The plan would be to open as a force in the local grocery market. The stores would be pared down to essentially the bare minimum, featuring no service departments and limited non-grocery items. In May of 1994, three Gerland’s Food Fair locations would be taken over by the newly founded Lewis Food Town. The transition from Gerland’s to Food Town would involve a remodel of the store to facilitate a new layout and blocking off the bakery, deli, and butcher. During this time, the store would also get its now famous Maroon & White color scheme, a reference to Lewis’ Alma Mater, Texas A&M. One location would take nearly a month to convert, but the new stores were all received positively by customers. The six other members of the “founding 7” have not been directly identified but include at least some other employees from Lewis’ tenure at Food City, each bringing in expertise in areas Lewis lacked. Some people I have been able to identify are Jimmy Ross, a produce buyer, Billy Drews, Food Town’s meat supervisor; and Mitchell Hills, Joe Valdez, and Chuck Conners, all store managers. With their spartan operations, Food Town wanted potential customers to see that the store did offer some services, such as custom cuts from a butcher and grocery carryout.
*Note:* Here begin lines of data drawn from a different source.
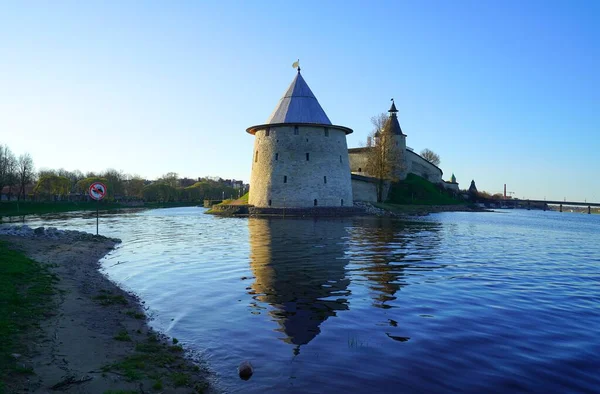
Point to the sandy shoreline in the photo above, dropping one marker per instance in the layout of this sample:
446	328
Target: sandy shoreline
95	338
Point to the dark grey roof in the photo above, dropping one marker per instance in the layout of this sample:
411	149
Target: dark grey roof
392	124
298	105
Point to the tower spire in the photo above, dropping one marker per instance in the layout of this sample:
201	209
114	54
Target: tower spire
393	107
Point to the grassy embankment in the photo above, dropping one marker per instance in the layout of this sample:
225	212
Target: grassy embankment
416	195
14	208
240	201
26	300
25	296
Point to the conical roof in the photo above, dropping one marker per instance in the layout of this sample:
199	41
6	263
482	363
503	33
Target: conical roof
392	125
298	105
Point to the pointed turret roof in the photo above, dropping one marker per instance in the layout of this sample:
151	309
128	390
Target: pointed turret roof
298	105
392	123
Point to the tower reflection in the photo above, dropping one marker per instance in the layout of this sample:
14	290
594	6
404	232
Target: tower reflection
385	249
299	270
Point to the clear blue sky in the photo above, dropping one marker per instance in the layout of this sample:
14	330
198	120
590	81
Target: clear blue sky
505	92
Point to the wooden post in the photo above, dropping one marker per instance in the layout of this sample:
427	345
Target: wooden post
97	208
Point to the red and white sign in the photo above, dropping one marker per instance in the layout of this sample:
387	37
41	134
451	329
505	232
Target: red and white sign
97	190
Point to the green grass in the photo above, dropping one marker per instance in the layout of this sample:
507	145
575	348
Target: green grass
123	336
14	208
109	299
180	379
25	295
135	315
419	191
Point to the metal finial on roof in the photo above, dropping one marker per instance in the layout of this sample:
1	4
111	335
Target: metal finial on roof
296	64
393	107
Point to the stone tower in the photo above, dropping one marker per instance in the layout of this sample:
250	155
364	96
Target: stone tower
393	127
300	159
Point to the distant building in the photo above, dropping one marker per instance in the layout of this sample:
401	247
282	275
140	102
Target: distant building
409	161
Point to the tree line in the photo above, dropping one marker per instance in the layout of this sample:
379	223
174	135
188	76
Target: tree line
19	180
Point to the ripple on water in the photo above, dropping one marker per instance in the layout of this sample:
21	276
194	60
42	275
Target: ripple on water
454	302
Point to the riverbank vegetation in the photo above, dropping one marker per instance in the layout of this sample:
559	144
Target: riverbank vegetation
21	208
50	312
25	191
25	298
415	190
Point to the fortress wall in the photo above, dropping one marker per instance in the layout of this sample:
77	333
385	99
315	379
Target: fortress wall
358	162
451	186
419	166
282	156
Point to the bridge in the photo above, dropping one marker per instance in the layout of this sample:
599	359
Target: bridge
545	203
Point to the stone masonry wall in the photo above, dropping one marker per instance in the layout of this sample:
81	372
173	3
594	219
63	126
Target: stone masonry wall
419	166
364	191
282	175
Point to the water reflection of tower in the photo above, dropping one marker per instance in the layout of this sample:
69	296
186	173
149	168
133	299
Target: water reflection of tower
386	249
299	269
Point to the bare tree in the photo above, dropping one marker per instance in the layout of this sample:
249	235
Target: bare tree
24	173
383	159
431	156
171	179
7	168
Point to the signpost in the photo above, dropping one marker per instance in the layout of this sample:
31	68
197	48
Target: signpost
97	192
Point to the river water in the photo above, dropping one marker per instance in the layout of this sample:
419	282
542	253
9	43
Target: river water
453	302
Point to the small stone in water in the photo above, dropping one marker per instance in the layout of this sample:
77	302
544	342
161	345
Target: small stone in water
245	370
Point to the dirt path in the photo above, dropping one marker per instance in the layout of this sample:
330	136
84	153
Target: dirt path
95	338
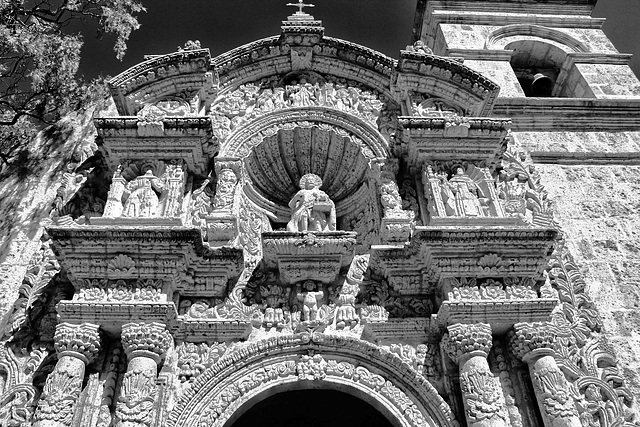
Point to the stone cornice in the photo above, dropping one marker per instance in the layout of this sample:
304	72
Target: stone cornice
570	114
127	126
501	314
112	315
184	70
194	330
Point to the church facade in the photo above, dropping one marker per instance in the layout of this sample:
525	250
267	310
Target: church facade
304	219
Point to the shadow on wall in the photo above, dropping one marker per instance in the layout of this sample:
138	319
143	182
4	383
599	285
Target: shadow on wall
28	183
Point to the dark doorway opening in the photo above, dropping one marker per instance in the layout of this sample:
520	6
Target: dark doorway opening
312	408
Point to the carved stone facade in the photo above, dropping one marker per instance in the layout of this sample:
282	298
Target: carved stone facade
305	213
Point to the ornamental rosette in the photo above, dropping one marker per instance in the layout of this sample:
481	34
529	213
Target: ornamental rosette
463	339
150	337
83	339
528	337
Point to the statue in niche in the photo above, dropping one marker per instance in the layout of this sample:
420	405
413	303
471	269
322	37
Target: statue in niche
309	300
141	199
462	196
420	48
311	208
173	108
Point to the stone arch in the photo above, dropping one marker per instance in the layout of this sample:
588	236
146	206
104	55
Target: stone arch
240	142
305	360
271	56
339	147
503	36
182	74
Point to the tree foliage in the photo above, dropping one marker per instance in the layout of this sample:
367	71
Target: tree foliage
39	59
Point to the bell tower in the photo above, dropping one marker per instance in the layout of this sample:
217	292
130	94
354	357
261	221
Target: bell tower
531	49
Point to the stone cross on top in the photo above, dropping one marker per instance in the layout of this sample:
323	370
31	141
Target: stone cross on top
300	5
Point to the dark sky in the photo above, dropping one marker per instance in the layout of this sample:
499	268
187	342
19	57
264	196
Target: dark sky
221	25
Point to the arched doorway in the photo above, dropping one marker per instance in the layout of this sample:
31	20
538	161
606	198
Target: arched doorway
313	408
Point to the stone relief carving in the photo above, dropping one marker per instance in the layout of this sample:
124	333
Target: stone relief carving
311	208
309	299
17	394
145	345
520	191
253	100
467	193
472	289
581	351
77	346
194	358
146	190
119	290
42	268
595	387
305	367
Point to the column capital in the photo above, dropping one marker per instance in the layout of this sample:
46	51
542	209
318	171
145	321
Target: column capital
81	341
466	340
532	339
145	339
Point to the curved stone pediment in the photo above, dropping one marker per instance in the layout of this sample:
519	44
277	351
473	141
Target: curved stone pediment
316	360
180	74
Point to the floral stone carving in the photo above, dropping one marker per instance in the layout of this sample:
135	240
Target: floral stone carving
311	208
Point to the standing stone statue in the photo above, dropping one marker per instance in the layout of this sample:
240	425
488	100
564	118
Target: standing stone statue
465	194
311	208
142	201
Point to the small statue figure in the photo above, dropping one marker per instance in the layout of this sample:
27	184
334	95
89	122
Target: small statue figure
420	47
465	194
311	208
142	201
309	301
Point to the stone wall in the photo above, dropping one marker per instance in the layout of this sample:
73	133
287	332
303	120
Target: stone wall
598	207
28	187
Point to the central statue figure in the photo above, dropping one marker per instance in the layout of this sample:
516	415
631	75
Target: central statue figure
311	208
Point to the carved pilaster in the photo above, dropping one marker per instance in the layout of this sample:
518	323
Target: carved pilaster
533	343
113	208
469	345
145	345
76	345
397	223
222	227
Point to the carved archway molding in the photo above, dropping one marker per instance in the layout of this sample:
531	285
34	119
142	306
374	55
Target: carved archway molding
502	36
242	140
315	360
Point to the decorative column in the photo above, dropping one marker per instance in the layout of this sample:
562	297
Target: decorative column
469	345
76	346
145	345
533	343
397	224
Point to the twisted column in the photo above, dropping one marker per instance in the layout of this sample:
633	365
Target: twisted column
533	343
469	345
76	345
145	345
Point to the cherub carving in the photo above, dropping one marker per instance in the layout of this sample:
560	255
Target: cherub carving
461	195
311	208
141	199
310	300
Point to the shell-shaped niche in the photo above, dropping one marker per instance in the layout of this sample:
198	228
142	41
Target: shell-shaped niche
276	165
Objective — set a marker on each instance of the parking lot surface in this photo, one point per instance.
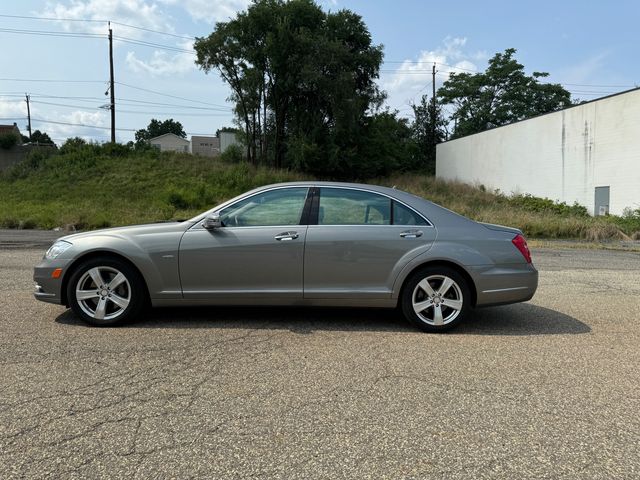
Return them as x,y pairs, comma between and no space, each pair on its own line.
546,389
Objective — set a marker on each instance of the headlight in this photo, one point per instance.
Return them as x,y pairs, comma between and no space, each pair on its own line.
56,249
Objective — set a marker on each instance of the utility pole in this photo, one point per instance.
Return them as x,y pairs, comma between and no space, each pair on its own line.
28,116
433,106
112,105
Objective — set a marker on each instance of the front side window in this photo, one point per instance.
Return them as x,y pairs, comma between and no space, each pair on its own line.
340,206
275,207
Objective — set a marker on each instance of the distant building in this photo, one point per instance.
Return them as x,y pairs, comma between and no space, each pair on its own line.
206,146
588,153
4,129
170,142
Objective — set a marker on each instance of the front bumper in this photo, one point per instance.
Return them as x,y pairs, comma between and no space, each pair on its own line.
47,288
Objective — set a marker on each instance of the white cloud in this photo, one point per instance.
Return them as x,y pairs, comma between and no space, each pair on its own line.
140,13
587,70
13,109
60,132
412,78
162,63
210,11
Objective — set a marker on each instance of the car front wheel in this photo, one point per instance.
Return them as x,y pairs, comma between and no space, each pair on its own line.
106,291
435,299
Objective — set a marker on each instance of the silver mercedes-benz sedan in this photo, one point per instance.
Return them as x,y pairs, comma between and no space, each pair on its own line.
302,243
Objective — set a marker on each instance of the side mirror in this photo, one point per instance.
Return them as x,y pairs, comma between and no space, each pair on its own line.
212,221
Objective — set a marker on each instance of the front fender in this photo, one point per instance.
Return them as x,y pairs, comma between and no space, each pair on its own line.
156,257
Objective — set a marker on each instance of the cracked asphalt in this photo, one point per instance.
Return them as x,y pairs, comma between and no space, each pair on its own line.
546,389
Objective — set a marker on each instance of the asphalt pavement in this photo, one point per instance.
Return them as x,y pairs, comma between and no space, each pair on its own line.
545,389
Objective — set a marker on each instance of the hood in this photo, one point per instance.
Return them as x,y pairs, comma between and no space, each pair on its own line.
131,230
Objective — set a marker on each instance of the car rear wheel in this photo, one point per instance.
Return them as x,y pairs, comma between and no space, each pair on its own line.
106,291
435,299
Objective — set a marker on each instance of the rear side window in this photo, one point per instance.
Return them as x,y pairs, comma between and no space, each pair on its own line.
340,206
404,216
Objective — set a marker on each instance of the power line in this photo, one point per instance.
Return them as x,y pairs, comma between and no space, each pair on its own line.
134,112
170,96
47,80
53,18
53,33
56,19
186,37
143,43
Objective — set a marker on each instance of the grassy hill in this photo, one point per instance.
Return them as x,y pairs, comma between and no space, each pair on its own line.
93,187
However, the company still had not held any sort of grand opening celebration for itself, nearly three months into operation. In late August 1994, Food Town would hold grand opening celebrations by bringing radio stations to broadcast live from their stores, along with a prize wheel that gave away groceries.

The grand openings only helped to cement the success of these stores. The locations which were sought out were low performers for Gerland’s, who even tried converting one store into a similar format for less than a year before selling to Food Town. By 1995, Food Town would be up to four locations, and by 1996 five. The quick growth of the store was focused in areas where Davis Food City did not operate, helping to reduce confusion between the two similarly named and themed grocery chains. Food Town’s quick growth would sometimes catch the ire of other local retailers like Food Lion, who ran an ‘attack ad’ against Food Town. While Food Town’s public response was nill, they would end up with the last laugh opening in two spots vacated by Food Lion in 1998. By the end of the year, Food Town was up to nine locations. While they had independently scouted some sites, Food Town largely depended on Grocers Supply Co. for real estate assistance. GSC is one of the reasons Food Town was able to pick up locations from other operators with such ease. In 2001, just seven years after founding the company, it had grown from three to ten locations, with the newest spot opening in a former Safeway in Pasadena.

While the chain had grown quickly on its own, it was about to get an outside boost as Gerland’s agreed to begin franchising the Food Town brand. Gerland’s would choose certain locations to convert into Food Town stores. In a move that was likely to help fend off pressure from the increasingly dominant HEB, taking on the Food Town name and look would help these stores to gain customers with the promise of low prices. Although interestingly, Gerland’s would choose to continue to operate their locations 24 hours, and some even including their service departments. Gerlan’ds would flip four Food Fair locations to Food Town in 2001-2. The response would be tremendous, with Food Town and Gerland’s working together with GSC to purchase the leases for three Albertsons stores prior to the company’s exit and converting them to Food Towns. Two locations would go to Lewis and the third to Gerland’s. This partnership would only help to build success. Lewis would also work with GSC to purchase half of the recently vacated French Hypermart, Auchan, on the west side of Houston. This new store, would be larger than any other Food Town in operation and would even include a full-service seafood department.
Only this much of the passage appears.